![]() |
Pertunjukan Angklung Buncis (sumber : pinterest) |
Salah satu kesenian khas yang masih bertahan di Cireundeu adalah angklung buncis. Di Jawa Barat, angklung bukanlah hal baru. Instrumen ini sudah digunakan sejak zaman kerajaan Sunda. Catatan sejarah menunjukkan bahwa kata "angklung" muncul dalam berbagai naskah kuno seperti Carita Parahiangan (1527), Sewaka Darma (akhir abad ke-17), Bujangga Manik (akhir 1400-an), dan Siksa Kanda(ng) Karesian (1518). Angklung buncis sendiri bukan hanya milik Cireundeu, karena di berbagai daerah di Jawa Barat, seperti Ciptagelar, Sukabumi, juga ditemukan kesenian serupa. Nama "buncis" konon berasal dari potongan lirik lagu rakyat yang berbunyi "cis kacang buncis nyengcle..." yang akrab di telinga masyarakat setempat.

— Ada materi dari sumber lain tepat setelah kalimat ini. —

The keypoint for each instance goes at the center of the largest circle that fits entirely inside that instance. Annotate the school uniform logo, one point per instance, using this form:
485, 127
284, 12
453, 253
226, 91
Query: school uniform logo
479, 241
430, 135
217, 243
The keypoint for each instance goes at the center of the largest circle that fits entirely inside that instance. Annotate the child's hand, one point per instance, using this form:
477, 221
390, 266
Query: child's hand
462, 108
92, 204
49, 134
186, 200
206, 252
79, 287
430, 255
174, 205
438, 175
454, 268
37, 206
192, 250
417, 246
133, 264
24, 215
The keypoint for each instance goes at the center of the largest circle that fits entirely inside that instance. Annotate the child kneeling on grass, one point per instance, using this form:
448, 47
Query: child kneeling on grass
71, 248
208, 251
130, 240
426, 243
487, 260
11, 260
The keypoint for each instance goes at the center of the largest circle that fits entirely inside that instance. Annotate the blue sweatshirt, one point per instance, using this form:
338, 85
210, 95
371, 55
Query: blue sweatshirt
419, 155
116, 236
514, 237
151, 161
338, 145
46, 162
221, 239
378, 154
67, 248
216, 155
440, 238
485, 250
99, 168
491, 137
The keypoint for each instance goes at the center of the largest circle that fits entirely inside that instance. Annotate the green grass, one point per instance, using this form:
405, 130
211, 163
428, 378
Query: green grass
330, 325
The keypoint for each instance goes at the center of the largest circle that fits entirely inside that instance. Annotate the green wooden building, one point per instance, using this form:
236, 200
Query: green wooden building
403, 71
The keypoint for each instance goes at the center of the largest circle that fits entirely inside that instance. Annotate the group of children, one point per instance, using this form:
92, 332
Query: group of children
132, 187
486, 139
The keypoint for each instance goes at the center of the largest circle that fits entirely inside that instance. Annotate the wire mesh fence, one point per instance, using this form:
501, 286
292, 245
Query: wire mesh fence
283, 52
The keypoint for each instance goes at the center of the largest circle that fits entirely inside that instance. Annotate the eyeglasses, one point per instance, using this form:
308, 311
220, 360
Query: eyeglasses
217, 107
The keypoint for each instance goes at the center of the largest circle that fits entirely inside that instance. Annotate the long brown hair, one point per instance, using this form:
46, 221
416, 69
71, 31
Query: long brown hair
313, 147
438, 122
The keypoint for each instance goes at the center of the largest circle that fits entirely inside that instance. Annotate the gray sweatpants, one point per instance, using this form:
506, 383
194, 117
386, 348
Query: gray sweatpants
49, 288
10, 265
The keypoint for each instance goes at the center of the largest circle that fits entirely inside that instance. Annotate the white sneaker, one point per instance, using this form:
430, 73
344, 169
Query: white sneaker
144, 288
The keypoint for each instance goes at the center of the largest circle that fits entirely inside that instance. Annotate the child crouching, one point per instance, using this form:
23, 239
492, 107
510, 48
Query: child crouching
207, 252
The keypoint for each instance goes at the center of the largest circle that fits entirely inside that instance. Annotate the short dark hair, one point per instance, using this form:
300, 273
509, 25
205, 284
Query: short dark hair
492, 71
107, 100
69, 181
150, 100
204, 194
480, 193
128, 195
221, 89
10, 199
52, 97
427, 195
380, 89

Bila dibandingkan dengan angklung yang sering dimainkan di sekolah, angklung buncis memiliki perbedaan mendasar. Angklung yang umum kita temui menggunakan sistem nada diatonis (do-re-mi), sedangkan angklung buncis tetap mempertahankan sistem nada khasnya, yaitu pentatonis dengan laras salendro. Meski begitu, dalam beberapa kesempatan, laras yang digunakan bisa sedikit berbeda dari salendro pada umumnya.
Awalnya, angklung buncis hanya dimainkan dalam upacara syukuran panen. Namun, seiring waktu, fungsinya meluas. Kini, kesenian ini juga hadir dalam acara penyambutan tamu serta berbagai pertunjukan budaya, baik di dalam maupun luar Cireundeu. Secara fisik, angklung buncis berukuran lebih besar dari angklung diatonis, dengan bunyi khas yang lebih rendah dan mendalam.

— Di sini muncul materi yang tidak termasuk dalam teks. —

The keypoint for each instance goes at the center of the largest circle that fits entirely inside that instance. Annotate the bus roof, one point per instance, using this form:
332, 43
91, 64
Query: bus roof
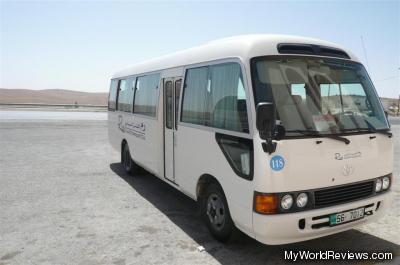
244, 47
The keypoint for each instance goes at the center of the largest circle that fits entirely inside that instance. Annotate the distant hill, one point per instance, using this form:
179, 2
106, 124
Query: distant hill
52, 96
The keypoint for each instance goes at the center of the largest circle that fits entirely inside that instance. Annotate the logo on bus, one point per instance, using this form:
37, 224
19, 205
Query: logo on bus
277, 163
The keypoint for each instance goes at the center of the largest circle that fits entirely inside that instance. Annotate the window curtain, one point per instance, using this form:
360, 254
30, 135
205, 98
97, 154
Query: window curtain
223, 103
194, 102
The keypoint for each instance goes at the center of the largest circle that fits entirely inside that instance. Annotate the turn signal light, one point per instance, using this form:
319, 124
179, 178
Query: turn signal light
266, 203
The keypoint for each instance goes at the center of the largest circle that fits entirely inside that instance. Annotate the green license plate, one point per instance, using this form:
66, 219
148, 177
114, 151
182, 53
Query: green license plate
345, 217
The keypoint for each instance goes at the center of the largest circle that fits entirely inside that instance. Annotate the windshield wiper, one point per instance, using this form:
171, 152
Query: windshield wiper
369, 130
317, 134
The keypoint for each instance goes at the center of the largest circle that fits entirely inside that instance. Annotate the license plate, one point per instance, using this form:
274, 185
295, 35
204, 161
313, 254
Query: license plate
345, 217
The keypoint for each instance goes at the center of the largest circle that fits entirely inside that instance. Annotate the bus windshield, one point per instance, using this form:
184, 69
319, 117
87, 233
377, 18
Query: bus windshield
325, 96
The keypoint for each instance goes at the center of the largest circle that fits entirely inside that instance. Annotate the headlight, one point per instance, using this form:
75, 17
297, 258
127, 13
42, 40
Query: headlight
287, 201
302, 200
378, 185
385, 183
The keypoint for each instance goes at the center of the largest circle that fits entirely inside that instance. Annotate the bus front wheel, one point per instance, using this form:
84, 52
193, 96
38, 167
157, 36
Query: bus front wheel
215, 213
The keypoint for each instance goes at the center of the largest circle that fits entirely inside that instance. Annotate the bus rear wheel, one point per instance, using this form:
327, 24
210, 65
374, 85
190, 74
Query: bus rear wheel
126, 160
216, 215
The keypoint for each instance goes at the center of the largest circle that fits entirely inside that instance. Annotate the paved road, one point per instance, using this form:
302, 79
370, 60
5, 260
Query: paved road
64, 199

Sajian pertunjukan angklung buncis di Kampung Adat Cireundeu tidak sekadar menampilkan musik di atas panggung, melainkan membawa pengalaman yang lebih dinamis. Para pemain memainkan angklung buncis sembari bergerak, berjalan, duduk, bahkan berbaring dengan formasi yang telah ditata. Alunan angklung berpadu dengan irama dogdog, alat musik perkusi yang mengatur tempo dan dinamika pertunjukan, layaknya kendang dalam ansambel gamelan.

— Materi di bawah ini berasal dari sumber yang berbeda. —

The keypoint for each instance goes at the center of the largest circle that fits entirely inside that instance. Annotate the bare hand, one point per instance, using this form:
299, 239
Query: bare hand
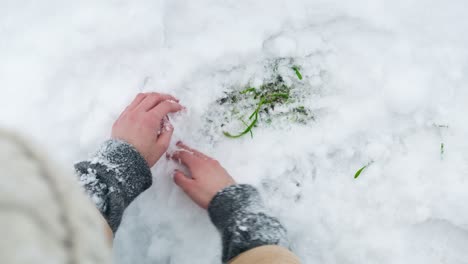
208, 176
145, 125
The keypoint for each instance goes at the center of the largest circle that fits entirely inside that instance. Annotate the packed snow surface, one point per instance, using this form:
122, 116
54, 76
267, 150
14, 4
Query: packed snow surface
388, 84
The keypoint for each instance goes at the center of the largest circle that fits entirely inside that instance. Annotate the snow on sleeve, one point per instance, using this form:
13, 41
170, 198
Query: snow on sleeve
113, 177
239, 214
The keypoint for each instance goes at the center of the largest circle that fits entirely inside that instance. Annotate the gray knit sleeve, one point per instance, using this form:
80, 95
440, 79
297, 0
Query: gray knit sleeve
113, 177
239, 215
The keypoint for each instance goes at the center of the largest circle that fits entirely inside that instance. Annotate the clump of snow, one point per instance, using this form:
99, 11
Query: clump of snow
385, 72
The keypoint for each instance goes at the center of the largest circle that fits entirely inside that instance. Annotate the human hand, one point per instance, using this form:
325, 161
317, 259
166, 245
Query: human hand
144, 124
208, 176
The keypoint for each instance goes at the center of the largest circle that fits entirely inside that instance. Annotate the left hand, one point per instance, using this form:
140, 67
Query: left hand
145, 125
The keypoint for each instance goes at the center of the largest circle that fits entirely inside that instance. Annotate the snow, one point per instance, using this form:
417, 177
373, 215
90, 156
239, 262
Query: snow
386, 75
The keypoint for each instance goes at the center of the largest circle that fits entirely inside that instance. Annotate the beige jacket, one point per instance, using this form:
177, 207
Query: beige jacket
44, 215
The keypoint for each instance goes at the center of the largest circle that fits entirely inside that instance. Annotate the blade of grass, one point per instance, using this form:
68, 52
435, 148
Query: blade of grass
442, 150
361, 169
247, 130
251, 89
298, 73
359, 172
251, 133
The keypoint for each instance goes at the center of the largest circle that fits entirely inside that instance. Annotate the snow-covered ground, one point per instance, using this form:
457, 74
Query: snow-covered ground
389, 82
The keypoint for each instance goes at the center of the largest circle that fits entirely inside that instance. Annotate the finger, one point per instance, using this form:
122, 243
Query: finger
166, 107
136, 101
152, 100
186, 158
184, 182
164, 139
194, 151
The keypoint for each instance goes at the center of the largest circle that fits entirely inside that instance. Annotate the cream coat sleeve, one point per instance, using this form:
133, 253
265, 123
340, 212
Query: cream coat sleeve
45, 217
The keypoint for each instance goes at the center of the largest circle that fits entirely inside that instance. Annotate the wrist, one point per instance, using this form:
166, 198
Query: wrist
230, 201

Pertunjukan dimulai dengan para pemain yang masuk ke arena secara berlarian, mengikuti irama dogdog sebagai aba-aba. Mereka lalu memainkan melodi pembuka sebagai tanda dimulainya pertunjukan. Alunan nada angklung buncis terus mengalir dalam pola melodi yang berulang, menciptakan suasana meditatif yang memikat. Sesekali, terdengar senggak (teriakan khas) yang membangkitkan semangat, serta gerakan lincah anak-anak yang menari secara eksploratif, menambah daya tarik pertunjukan. Meskipun terdengar sederhana, kesenian ini begitu ekspresif dan mampu membangkitkan energi bagi penonton dan pemainnya.
Pemain angklung buncis mayoritas adalah anak-anak dan remaja, sementara dogdog dimainkan oleh orang dewasa sebagai pengatur alur musik. Wajah-wajah ceria mereka memancarkan kegembiraan yang tulus, menambah kesan riang dan hidup dalam setiap pertunjukan. Suara tabuhan dogdog yang khas menjadi penanda berakhirnya pementasan, meninggalkan kesan mendalam bagi siapa saja yang menyaksikannya.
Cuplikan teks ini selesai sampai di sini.